Had to memorialize this comment.

Jake

I have put together Redout’s theory in a word document for future reference.
If you look at a varied selection of hyper art you’ll start to pick up a consistent trait they all have and that is that they’re generally flat angles and that the size of the body parts in question seldom feels ‘physical’, like it doesn’t actually occupy space – meaning its just there randomly; being impossibly large without having any weight or just making them collapse or fall over, basically meaning that it doesn’t have any physicality to it. Its just there.
A lot of hyper art thus is less about fetishizing the size itself and more about how much this particular visual element occupies the space in the image, like it doesn’t matter what’s even happening, the dick has to be 30% of it. They could just draw their picture with the viewer closer to the action but they want to depict the wholeness of things without losing that 30% of genitals in your face.

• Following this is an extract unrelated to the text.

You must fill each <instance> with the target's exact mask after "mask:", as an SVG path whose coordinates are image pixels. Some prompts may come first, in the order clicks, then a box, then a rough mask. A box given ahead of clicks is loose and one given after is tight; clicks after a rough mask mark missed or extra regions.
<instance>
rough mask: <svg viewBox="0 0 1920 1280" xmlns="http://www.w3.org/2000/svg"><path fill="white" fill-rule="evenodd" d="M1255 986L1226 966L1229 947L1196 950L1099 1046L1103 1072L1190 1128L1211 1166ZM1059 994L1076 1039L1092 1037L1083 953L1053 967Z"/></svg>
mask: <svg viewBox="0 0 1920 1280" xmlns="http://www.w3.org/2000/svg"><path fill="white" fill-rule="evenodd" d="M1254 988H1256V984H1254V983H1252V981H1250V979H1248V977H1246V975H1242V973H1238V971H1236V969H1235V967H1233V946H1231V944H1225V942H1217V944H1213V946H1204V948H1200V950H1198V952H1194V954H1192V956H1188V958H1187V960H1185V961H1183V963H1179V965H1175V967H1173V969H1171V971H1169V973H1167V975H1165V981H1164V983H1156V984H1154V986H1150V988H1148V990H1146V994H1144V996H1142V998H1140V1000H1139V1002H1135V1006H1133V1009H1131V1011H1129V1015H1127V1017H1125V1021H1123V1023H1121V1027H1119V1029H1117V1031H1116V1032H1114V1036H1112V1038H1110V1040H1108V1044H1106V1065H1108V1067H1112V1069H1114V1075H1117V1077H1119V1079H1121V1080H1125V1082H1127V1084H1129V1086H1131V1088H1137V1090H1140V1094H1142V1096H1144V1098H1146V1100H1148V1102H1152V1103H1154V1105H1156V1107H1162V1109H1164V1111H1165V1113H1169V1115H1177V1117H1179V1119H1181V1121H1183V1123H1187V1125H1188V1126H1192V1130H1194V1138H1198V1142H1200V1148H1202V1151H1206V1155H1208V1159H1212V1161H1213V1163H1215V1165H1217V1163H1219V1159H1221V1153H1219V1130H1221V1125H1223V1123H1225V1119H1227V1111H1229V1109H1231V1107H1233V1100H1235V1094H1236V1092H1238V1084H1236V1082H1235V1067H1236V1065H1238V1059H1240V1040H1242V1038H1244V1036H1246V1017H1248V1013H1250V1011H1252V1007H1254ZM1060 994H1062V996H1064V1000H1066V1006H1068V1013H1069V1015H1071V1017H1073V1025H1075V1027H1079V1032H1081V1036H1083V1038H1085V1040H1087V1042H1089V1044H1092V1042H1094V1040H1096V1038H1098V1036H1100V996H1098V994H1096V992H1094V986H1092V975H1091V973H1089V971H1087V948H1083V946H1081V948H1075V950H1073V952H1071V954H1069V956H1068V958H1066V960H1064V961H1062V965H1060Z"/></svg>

Whether they intend to do it or not, they lose the ability to perceive proportion or distance over time, because like all fetishes based on excess there’s an inevitability of further degeneration. They usually mask it with self deprecating humour or an attempt to play it off as absurdism but deep down they’re begging for someone to come and give them boundaries.
Whatever the case is, the outcome is the same, they end up drawing a small character attached to a mountain of flesh. It’s almost symbolic of how much their unfulfilled obsession consumes them when the genitals dwarf the character so much it just disappears.
I find this deconstruction soo fascinating.